A 7ª Turma do Tribunal Superior do Trabalho reconheceu o direito de uma bancária da Caixa Econômica Federal ao pagamento de horas extras após concluir que a empresa não apresentou os registros de jornada que deveria manter.
O julgamento ocorreu no processo RR 1061-32.2018.5.10.0010. A empregada afirmou que trabalhava das 8h às 20h30, com uma hora de intervalo. A Caixa, por sua vez, sustentou que a jornada ocorria das 8h às 17h e que a trabalhadora, por ser considerada internamente como empregada “destacada”, não estava obrigada a registrar o ponto.
As instâncias anteriores haviam rejeitado o pedido de horas extras, atribuindo à trabalhadora a responsabilidade de comprovar os horários descritos na ação. O TST reformou esse entendimento e aplicou a regra de distribuição do ônus da prova prevista na Súmula 338.
O que decidiu o TST
Para a 7ª Turma, uma classificação interna criada pelo empregador não é suficiente para afastar a obrigação legal de controle da jornada. Se a empresa deveria registrar os horários e deixa de apresentar os controles sem justificativa adequada, passa a existir uma presunção favorável à jornada indicada pelo trabalhador.

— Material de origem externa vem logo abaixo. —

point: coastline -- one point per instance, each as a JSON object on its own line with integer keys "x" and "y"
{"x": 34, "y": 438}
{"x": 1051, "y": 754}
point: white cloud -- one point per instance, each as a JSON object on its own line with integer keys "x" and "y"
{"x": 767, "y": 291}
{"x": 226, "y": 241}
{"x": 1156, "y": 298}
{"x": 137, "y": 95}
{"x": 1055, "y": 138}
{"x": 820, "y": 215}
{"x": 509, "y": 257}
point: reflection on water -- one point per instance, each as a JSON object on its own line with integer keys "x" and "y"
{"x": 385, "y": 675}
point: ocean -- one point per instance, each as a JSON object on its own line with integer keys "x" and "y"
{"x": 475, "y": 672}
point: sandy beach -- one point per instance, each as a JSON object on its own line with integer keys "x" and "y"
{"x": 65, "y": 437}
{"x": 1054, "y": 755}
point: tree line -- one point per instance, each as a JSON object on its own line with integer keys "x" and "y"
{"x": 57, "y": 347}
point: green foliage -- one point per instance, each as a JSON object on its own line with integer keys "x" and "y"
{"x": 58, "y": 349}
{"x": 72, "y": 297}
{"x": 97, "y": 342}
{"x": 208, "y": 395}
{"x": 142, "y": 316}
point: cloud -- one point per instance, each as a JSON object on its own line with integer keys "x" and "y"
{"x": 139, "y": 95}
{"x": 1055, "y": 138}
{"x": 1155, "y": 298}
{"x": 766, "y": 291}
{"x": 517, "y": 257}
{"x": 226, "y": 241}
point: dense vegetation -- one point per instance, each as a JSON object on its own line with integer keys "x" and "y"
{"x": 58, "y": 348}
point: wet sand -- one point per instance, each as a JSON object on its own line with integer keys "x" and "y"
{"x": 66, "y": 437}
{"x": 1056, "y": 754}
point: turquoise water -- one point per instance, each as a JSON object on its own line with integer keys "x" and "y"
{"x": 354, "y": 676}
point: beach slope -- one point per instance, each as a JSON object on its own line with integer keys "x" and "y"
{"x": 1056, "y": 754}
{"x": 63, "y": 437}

No caso analisado, o colegiado determinou o pagamento das horas trabalhadas além da oitava diária, com adicional de 50%, tomando como referência os horários informados na petição inicial.

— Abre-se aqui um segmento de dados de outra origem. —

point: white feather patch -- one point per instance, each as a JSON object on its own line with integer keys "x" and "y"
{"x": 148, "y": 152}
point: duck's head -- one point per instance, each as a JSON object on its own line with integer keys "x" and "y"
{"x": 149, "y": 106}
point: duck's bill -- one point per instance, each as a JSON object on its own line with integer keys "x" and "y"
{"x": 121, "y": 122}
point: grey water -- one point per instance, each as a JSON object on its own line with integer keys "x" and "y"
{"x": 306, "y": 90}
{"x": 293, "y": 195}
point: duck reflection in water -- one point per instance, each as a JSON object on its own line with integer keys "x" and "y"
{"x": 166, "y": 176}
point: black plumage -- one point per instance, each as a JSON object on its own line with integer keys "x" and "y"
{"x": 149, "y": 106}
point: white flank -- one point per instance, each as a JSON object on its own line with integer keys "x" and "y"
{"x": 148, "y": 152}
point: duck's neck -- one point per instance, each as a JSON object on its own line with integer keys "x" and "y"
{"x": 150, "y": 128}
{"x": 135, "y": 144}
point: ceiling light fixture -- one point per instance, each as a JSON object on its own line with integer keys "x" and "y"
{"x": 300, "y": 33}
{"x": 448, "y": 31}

Ausência dos controles altera o ônus da prova
Em uma ação trabalhista, normalmente cabe ao trabalhador demonstrar os fatos que fundamentam seu pedido. Em matéria de jornada, porém, a empresa possui maior facilidade para produzir e conservar os registros de entrada, saída e intervalos.
Por essa razão, a Súmula 338 do TST estabelece que a falta injustificada dos controles de frequência, quando o empregador estava obrigado a mantê-los, gera presunção relativa de veracidade da jornada apresentada na ação. Na prática, a empresa passa a ter de produzir prova capaz de afastar essa versão.

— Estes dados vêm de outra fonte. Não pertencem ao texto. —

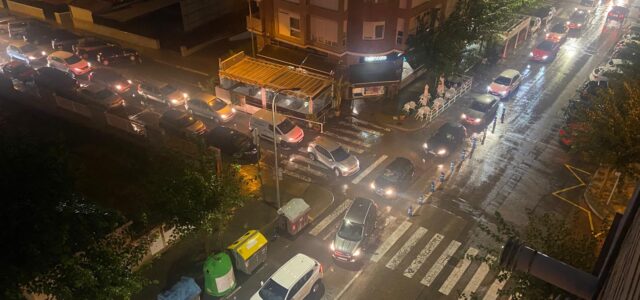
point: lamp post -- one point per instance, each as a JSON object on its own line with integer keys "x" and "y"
{"x": 275, "y": 139}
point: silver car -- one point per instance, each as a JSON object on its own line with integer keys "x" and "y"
{"x": 332, "y": 155}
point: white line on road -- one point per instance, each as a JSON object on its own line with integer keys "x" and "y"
{"x": 440, "y": 263}
{"x": 423, "y": 255}
{"x": 410, "y": 243}
{"x": 392, "y": 239}
{"x": 497, "y": 285}
{"x": 369, "y": 169}
{"x": 460, "y": 268}
{"x": 477, "y": 278}
{"x": 328, "y": 219}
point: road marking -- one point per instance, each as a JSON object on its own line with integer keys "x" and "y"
{"x": 440, "y": 263}
{"x": 344, "y": 289}
{"x": 369, "y": 169}
{"x": 410, "y": 243}
{"x": 497, "y": 285}
{"x": 329, "y": 219}
{"x": 392, "y": 239}
{"x": 462, "y": 266}
{"x": 477, "y": 278}
{"x": 423, "y": 255}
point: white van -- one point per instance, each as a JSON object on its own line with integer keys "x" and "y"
{"x": 295, "y": 280}
{"x": 286, "y": 131}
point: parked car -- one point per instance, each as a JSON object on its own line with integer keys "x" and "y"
{"x": 617, "y": 13}
{"x": 19, "y": 70}
{"x": 88, "y": 48}
{"x": 448, "y": 137}
{"x": 395, "y": 177}
{"x": 163, "y": 93}
{"x": 482, "y": 111}
{"x": 215, "y": 108}
{"x": 356, "y": 229}
{"x": 28, "y": 53}
{"x": 181, "y": 123}
{"x": 100, "y": 95}
{"x": 296, "y": 279}
{"x": 332, "y": 155}
{"x": 557, "y": 34}
{"x": 545, "y": 51}
{"x": 505, "y": 84}
{"x": 63, "y": 40}
{"x": 110, "y": 78}
{"x": 233, "y": 143}
{"x": 579, "y": 19}
{"x": 68, "y": 62}
{"x": 116, "y": 54}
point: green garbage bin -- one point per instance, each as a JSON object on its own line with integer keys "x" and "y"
{"x": 219, "y": 279}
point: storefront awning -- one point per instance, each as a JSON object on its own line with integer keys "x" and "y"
{"x": 273, "y": 76}
{"x": 370, "y": 73}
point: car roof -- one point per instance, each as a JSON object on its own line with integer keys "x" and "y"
{"x": 509, "y": 73}
{"x": 484, "y": 98}
{"x": 326, "y": 143}
{"x": 289, "y": 273}
{"x": 61, "y": 54}
{"x": 358, "y": 210}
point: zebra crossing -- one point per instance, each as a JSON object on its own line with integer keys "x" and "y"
{"x": 444, "y": 264}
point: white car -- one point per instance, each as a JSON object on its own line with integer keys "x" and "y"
{"x": 68, "y": 62}
{"x": 295, "y": 280}
{"x": 507, "y": 82}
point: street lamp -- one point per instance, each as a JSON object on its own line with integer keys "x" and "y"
{"x": 275, "y": 139}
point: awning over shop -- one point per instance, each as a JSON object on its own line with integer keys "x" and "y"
{"x": 272, "y": 76}
{"x": 296, "y": 58}
{"x": 375, "y": 72}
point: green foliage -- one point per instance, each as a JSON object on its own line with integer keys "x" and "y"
{"x": 547, "y": 234}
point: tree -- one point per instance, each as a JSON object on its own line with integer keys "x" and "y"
{"x": 550, "y": 235}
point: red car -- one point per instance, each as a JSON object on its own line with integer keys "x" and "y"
{"x": 545, "y": 51}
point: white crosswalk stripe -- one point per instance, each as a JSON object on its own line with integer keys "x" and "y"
{"x": 492, "y": 292}
{"x": 410, "y": 243}
{"x": 423, "y": 255}
{"x": 457, "y": 272}
{"x": 331, "y": 217}
{"x": 440, "y": 263}
{"x": 477, "y": 278}
{"x": 392, "y": 239}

Atualmente, o artigo 74, § 2º, da CLT exige a anotação dos horários nos estabelecimentos com mais de 20 trabalhadores. Para períodos anteriores à alteração promovida em 2019, deve ser observado o limite legal então vigente. Além disso, situações de trabalho externo, teletrabalho ou exercício de cargo de gestão exigem análise específica e não autorizam, por si sós, a dispensa do controle.
O que o trabalhador deve observar
Mesmo quando a empresa não apresenta os cartões de ponto, é importante que o trabalhador preserve os elementos disponíveis sobre sua rotina. A presunção pode ser afastada por prova contrária, e eventuais divergências relevantes entre a petição inicial, o depoimento e os documentos podem influenciar o resultado.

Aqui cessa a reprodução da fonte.